Terttu Nevalainen - Terttu is the Director of the VARIENG Research Unit. Her research interests include historical sociolinguistics, variation studies, corpus linguistics and digital humanities. She is one of the designers and compilers of the Helsinki Corpus of English Texts and of the Corpus of Early English Correspondence.

Turo Hiltunen - Turo Hiltunen works as senior lecturer in English at the Department of Languages, University of Helsinki, Finland. His research interests include corpus linguistics and register analysis, and the grammatical and phraseological variation of scientific English past and present, compilation of specialised corpora, and democratisation in the context of parliamentary discourse.

Aatu Liimatta - Aatu Liimatta is researching register variation on social media for his PhD. His interests include register and functional variation, computational methods, and big linguistic data.

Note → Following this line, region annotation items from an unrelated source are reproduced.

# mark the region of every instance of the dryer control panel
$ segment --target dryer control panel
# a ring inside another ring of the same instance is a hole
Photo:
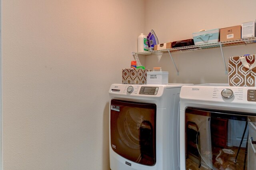
[[[159,88],[157,87],[142,86],[140,90],[140,95],[156,95]]]

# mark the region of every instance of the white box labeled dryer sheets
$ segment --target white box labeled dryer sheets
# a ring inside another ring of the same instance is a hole
[[[155,71],[160,68],[160,71]],[[168,71],[162,71],[161,67],[154,67],[154,71],[147,72],[147,84],[166,85],[168,84]]]
[[[242,38],[255,36],[255,22],[245,22],[242,24]]]
[[[220,29],[192,33],[195,45],[218,42],[220,41]]]

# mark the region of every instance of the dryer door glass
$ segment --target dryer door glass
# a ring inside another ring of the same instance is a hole
[[[256,114],[192,108],[185,114],[186,170],[256,169]]]
[[[110,144],[113,150],[132,161],[154,165],[156,112],[154,104],[112,100]]]

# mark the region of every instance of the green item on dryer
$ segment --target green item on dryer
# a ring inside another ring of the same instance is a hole
[[[137,69],[142,69],[143,70],[144,70],[145,69],[145,67],[144,66],[137,66],[137,68],[136,68]]]

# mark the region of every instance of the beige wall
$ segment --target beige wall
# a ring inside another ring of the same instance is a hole
[[[241,25],[256,19],[256,1],[179,1],[149,0],[146,4],[147,13],[145,32],[153,29],[160,43],[192,38],[192,33],[204,29],[221,28]],[[229,57],[256,54],[256,44],[223,48],[227,68]],[[174,53],[174,60],[180,75],[168,53],[162,56],[148,56],[147,68],[161,67],[168,71],[170,83],[228,83],[224,62],[219,48]]]
[[[2,0],[4,170],[108,170],[108,90],[144,1]]]

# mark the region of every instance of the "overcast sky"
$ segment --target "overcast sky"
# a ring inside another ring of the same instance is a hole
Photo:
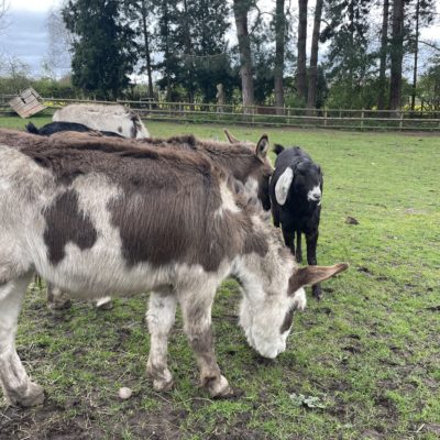
[[[440,0],[436,2],[437,12],[440,13]],[[43,57],[48,56],[47,14],[58,3],[59,0],[9,0],[10,25],[0,34],[0,53],[19,57],[30,66],[33,75],[40,75]],[[272,9],[275,0],[260,2],[264,10]],[[309,0],[309,7],[312,8],[314,4],[315,0]],[[312,20],[309,20],[309,25],[311,24]],[[422,38],[440,41],[439,24],[424,30]]]

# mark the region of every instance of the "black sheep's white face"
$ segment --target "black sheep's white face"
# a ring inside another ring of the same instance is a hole
[[[321,205],[322,201],[322,173],[321,168],[311,163],[302,162],[295,169],[288,167],[279,176],[275,186],[276,201],[283,206],[292,191],[310,204]]]

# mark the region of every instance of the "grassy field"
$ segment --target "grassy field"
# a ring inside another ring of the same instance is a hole
[[[147,127],[156,136],[223,139],[217,125]],[[322,166],[318,262],[351,264],[323,284],[322,301],[310,295],[287,351],[266,361],[246,345],[238,286],[227,280],[213,310],[216,352],[242,395],[212,400],[198,386],[180,319],[169,343],[176,386],[157,394],[145,376],[147,294],[109,311],[75,302],[53,315],[45,292],[31,286],[18,351],[47,399],[20,409],[0,397],[1,440],[440,437],[440,138],[232,129],[252,141],[263,131]],[[118,399],[121,386],[133,389],[131,399]]]

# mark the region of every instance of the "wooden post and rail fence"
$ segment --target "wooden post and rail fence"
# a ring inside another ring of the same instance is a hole
[[[13,96],[0,96],[0,118],[13,116],[8,101]],[[42,98],[46,107],[42,114],[74,102],[121,103],[140,117],[152,121],[245,124],[280,128],[322,128],[342,130],[437,131],[440,132],[440,110],[348,110],[304,109],[294,107],[243,107],[241,105],[216,105],[202,102],[164,101],[98,101],[80,99]]]

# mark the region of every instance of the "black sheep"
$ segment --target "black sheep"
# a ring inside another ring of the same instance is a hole
[[[100,133],[105,136],[112,136],[112,138],[123,138],[118,133],[112,131],[98,131],[88,128],[87,125],[77,123],[77,122],[51,122],[42,128],[37,129],[32,122],[26,125],[28,133],[32,134],[40,134],[41,136],[50,136],[54,133],[59,133],[61,131],[76,131],[76,132],[94,132]]]
[[[285,150],[275,145],[277,155],[271,178],[272,213],[277,228],[282,226],[284,241],[300,263],[301,234],[306,235],[307,262],[317,265],[316,249],[322,199],[322,172],[299,146]],[[295,252],[296,235],[296,252]],[[321,298],[319,284],[312,286],[316,298]]]

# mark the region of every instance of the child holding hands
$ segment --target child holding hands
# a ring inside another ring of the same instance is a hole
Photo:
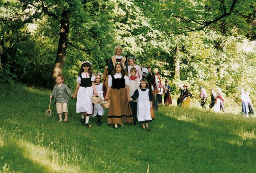
[[[91,63],[89,61],[83,61],[82,64],[76,79],[76,87],[73,97],[75,98],[77,95],[76,113],[81,115],[82,125],[91,127],[89,120],[93,109],[91,97],[93,93],[98,95],[94,82],[95,76],[91,69]]]
[[[150,108],[152,107],[153,94],[151,89],[147,88],[146,79],[140,80],[140,89],[136,90],[131,99],[135,100],[138,99],[137,116],[138,122],[142,124],[142,128],[146,127],[148,131],[150,130],[148,123],[152,121],[150,115]]]
[[[59,74],[56,78],[57,84],[55,85],[50,96],[50,98],[53,98],[53,104],[56,103],[57,113],[59,114],[59,123],[62,122],[62,113],[64,112],[65,119],[64,122],[67,123],[68,120],[68,96],[72,98],[73,94],[70,89],[64,83],[65,77],[62,74]]]
[[[95,81],[94,81],[94,85],[95,85],[95,89],[99,94],[99,96],[101,97],[104,100],[103,92],[105,92],[105,87],[103,86],[103,83],[101,82],[101,76],[102,74],[101,73],[97,73],[95,74]],[[94,112],[93,115],[91,115],[92,117],[97,117],[97,124],[98,125],[101,125],[101,119],[104,114],[104,109],[102,106],[100,104],[94,104]]]
[[[111,99],[108,124],[113,124],[115,129],[118,128],[118,124],[123,127],[123,122],[133,122],[132,113],[128,101],[129,80],[126,75],[124,66],[120,62],[115,63],[115,68],[111,75],[109,76],[108,87],[105,100],[109,99],[110,92]]]
[[[140,80],[136,75],[136,73],[137,72],[137,70],[136,68],[132,67],[130,69],[129,72],[131,75],[129,77],[129,94],[130,97],[131,97],[134,93],[135,90],[139,88]],[[131,109],[132,112],[133,124],[136,125],[137,121],[137,100],[131,100],[129,103],[130,104],[130,106],[131,107]]]

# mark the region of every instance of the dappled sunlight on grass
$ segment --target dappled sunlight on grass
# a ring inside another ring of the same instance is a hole
[[[255,129],[253,129],[250,131],[246,131],[245,129],[242,129],[242,130],[239,132],[239,135],[243,140],[253,140],[255,139]]]
[[[52,149],[36,146],[30,142],[19,140],[17,142],[19,147],[23,149],[23,155],[37,164],[48,168],[52,172],[75,173],[80,172],[79,166],[60,164],[59,154]]]

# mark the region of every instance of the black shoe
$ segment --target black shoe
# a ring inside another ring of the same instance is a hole
[[[89,124],[88,123],[85,124],[85,125],[86,127],[89,127],[89,128],[91,128],[91,124]]]
[[[85,124],[85,118],[81,118],[81,123],[82,124],[82,125],[84,125]]]

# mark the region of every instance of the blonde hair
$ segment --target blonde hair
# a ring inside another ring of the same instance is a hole
[[[117,49],[118,48],[120,48],[121,49],[121,53],[120,53],[120,54],[124,53],[124,50],[123,49],[123,48],[122,48],[122,47],[121,47],[121,46],[117,45],[117,46],[116,46],[116,48],[115,48],[115,51],[114,51],[114,54],[115,55],[116,55],[117,54]]]
[[[130,69],[130,72],[134,72],[135,73],[137,73],[137,69],[135,67],[131,67]]]

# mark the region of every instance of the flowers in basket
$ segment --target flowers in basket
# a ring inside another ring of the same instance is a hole
[[[102,107],[104,109],[106,109],[110,107],[110,101],[109,100],[102,101],[101,102],[101,105]]]
[[[91,97],[91,102],[94,104],[100,104],[102,101],[102,99],[98,96],[94,95]]]

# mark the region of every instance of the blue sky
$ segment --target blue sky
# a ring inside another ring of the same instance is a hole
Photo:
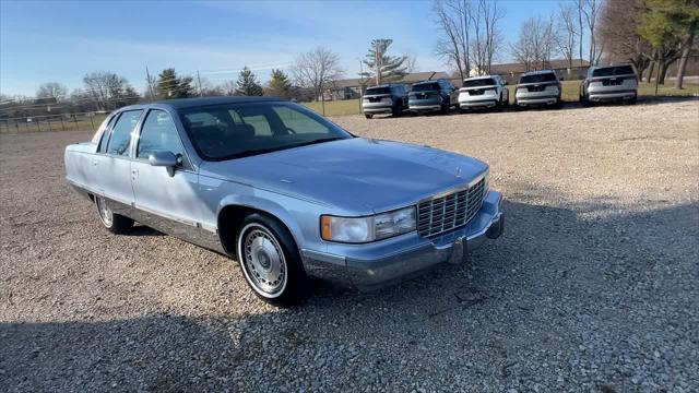
[[[500,1],[506,40],[556,0]],[[318,45],[340,53],[356,78],[371,38],[392,38],[393,53],[413,53],[419,70],[446,70],[434,56],[430,1],[13,1],[0,0],[0,93],[33,96],[39,84],[82,85],[91,71],[112,71],[139,91],[145,67],[174,67],[212,83],[244,66],[266,80]],[[506,58],[507,59],[507,53]]]

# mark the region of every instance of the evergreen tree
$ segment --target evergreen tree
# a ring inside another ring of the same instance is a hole
[[[262,85],[258,82],[257,76],[246,66],[238,75],[238,82],[236,82],[236,95],[245,96],[260,96],[262,95]]]
[[[191,76],[178,76],[175,69],[163,70],[157,75],[157,94],[162,99],[194,96]]]
[[[265,95],[291,98],[292,82],[282,70],[272,69],[272,78],[266,85]]]
[[[368,76],[376,79],[376,84],[386,82],[400,81],[407,73],[405,62],[405,56],[389,56],[388,49],[393,44],[393,39],[378,38],[371,40],[369,52],[364,60],[364,63],[369,67],[371,71],[365,72],[362,76]]]

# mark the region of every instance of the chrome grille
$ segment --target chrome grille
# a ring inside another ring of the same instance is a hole
[[[417,233],[435,236],[466,225],[481,210],[485,183],[483,177],[470,188],[420,202],[417,205]]]

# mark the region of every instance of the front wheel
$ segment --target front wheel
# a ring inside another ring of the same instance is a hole
[[[251,214],[237,241],[238,261],[248,285],[262,300],[280,307],[305,298],[308,279],[296,242],[276,219]]]
[[[102,225],[110,233],[121,235],[133,227],[133,219],[115,214],[104,198],[95,195],[95,206]]]

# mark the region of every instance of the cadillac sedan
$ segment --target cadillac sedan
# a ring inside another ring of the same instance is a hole
[[[64,160],[107,230],[138,222],[237,259],[280,306],[309,275],[372,289],[460,263],[503,228],[486,164],[357,138],[279,98],[125,107]]]

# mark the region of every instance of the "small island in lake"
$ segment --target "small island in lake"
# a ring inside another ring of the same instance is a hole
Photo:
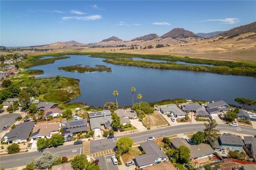
[[[112,71],[110,67],[107,67],[106,66],[103,65],[96,65],[95,66],[95,67],[90,67],[90,65],[82,66],[81,64],[77,64],[76,65],[60,67],[58,69],[71,72],[77,71],[79,73],[92,72],[93,71],[106,71],[107,72],[111,72]]]

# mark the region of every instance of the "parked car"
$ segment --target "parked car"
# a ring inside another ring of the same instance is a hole
[[[229,123],[229,126],[238,126],[238,124],[235,123]]]
[[[74,145],[80,144],[82,144],[82,143],[83,143],[83,141],[82,141],[82,140],[78,140],[78,141],[75,141],[75,142],[74,143]]]
[[[6,129],[8,129],[8,128],[10,127],[10,125],[6,125],[6,126],[4,126],[4,127],[3,127],[3,128],[2,129],[2,130],[4,131]]]
[[[117,159],[116,159],[115,156],[113,156],[111,158],[114,165],[117,165],[118,164],[118,162],[117,162]]]
[[[134,164],[135,164],[134,162],[133,161],[133,160],[127,162],[125,163],[125,165],[126,165],[126,166],[132,166],[132,165],[133,165]]]
[[[153,137],[148,137],[148,138],[147,138],[147,140],[154,140],[155,138]]]
[[[109,135],[107,137],[107,139],[112,139],[112,138],[115,138],[114,135]]]

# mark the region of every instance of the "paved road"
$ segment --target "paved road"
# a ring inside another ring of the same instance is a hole
[[[153,136],[156,138],[163,136],[170,136],[176,134],[196,132],[202,131],[204,129],[203,124],[185,124],[178,126],[169,126],[165,128],[158,129],[154,130],[145,131],[135,134],[126,135],[132,138],[134,142],[140,142],[145,140],[149,137]],[[246,127],[233,127],[227,125],[219,125],[219,130],[221,132],[229,132],[233,133],[241,133],[245,135],[255,135],[256,130]],[[122,137],[124,137],[122,136]],[[112,139],[102,139],[91,141],[90,143],[90,153],[100,151],[109,149],[113,149],[116,146],[118,138],[114,141]],[[79,149],[82,146],[68,145],[49,149],[53,153],[57,154],[59,156],[71,156],[80,154]],[[74,150],[76,149],[76,151]],[[74,151],[74,152],[73,152]],[[13,155],[3,156],[0,157],[1,167],[5,168],[23,166],[30,163],[32,160],[39,156],[41,154],[38,152],[18,154]]]
[[[0,132],[3,131],[2,129],[4,126],[7,125],[11,126],[13,123],[16,122],[15,119],[20,116],[20,115],[18,113],[9,113],[0,115]]]

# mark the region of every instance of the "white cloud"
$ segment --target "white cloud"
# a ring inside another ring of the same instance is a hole
[[[61,20],[78,20],[78,21],[91,21],[97,20],[102,19],[102,17],[100,15],[93,15],[85,16],[63,16]]]
[[[93,8],[93,9],[97,9],[97,10],[100,10],[100,8],[97,5],[92,5],[91,6]]]
[[[83,15],[83,14],[85,14],[84,12],[83,12],[80,11],[77,11],[77,10],[70,10],[70,12],[73,14],[77,14],[77,15]]]
[[[170,23],[167,22],[155,22],[152,23],[153,25],[159,25],[159,26],[171,26]]]
[[[207,20],[203,21],[220,21],[225,24],[234,24],[234,23],[239,22],[239,18],[228,18],[224,19],[213,19]]]
[[[119,23],[118,24],[119,26],[128,26],[127,23],[124,23],[123,21],[120,21],[119,22]]]

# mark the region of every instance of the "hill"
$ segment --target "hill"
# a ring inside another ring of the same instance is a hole
[[[103,39],[101,41],[101,42],[108,42],[110,41],[123,41],[122,39],[119,39],[118,37],[115,36],[112,36],[110,38],[108,38],[106,39]]]
[[[158,37],[158,36],[157,36],[155,33],[150,33],[144,36],[141,36],[141,37],[139,37],[137,38],[135,38],[133,39],[132,39],[132,41],[147,41],[147,40],[151,40],[153,39],[154,39],[155,38],[156,38]]]
[[[222,33],[224,31],[215,31],[212,32],[208,32],[208,33],[197,33],[196,35],[197,36],[203,37],[203,38],[210,38],[213,37],[217,35],[219,35],[220,33]]]
[[[247,32],[256,32],[256,22],[233,28],[222,32],[219,36],[233,38]]]
[[[161,37],[163,38],[185,39],[189,37],[197,38],[198,36],[193,32],[186,30],[183,28],[176,28],[164,34]]]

Title: Introducing the VARIENG research unit in Helsinki


Our presentation falls into three parts. It begins with Terttu’s brief introduction to the Research Unit for Variation, Contacts and Change in English (VARIENG), its past, present and future, and its current open-access resources. In addition, the talk presents two short cases studies touching on the methodology of corpus linguistics from different perspectives. The first one (by Turo) discusses how the availability of massive text archives may hold great promise for corpus linguistic work, but they may also present considerable methodological challenges for users (see e.g. Hiltunen, McVeigh, and Säily 2017). In focus here are some specific problems related to the diachronic British Library Newspapers database, and how those problems might be addressed in the context of register analysis and the study of linguistic variation. The second case study (by Aatu) looks into the role of text length in register-internal variation by analyzing a big data sample of social media comments. Different registers seem to exhibit different kinds of internal functional variation by text length (as shown by the illustration).

About The Language Technology and Data Analysis Laboratory (LADAL) Webinars 2021

The Language Technology and Data Analysis Laboratory (LADAL) is school-based support infrastructure for computational humanities research established and maintained by the UQ School of Languages and Cultures. The LADAL is part of the ARDC Australian Text Analytics Platform (ATAP) which represents a nation-wide attempt to foster computational skills in HASS. It collaborates with and shares expertise with several Australian and international centres, institutions, researchers, and experts.

The LADAL consists of a specialist computing lab for language-based computational and experimental work (the Computational and Experimental Workshop) and an online virtual lab (the LADAL website). The LADAL website offers self-guided study materials and hands-on tutorials on topics relating to digital tools, computational methods for data extraction and processing, data visualization, statistical analyses of language data, and provides links to further resources and short descriptions of digital tools relevant for digital HASS research. In addition, the LADAL offers face-to-face consultations and specialized workshops. SLC researchers are encouraged to contact LADAL staff for advice and guidance on matters relating to digital research tools, data visualization, various statistical procedures, and text analytics.  As such, the LADAL offers pathways to new research possibilities in HASS with a focus on computational quantitative text analytics.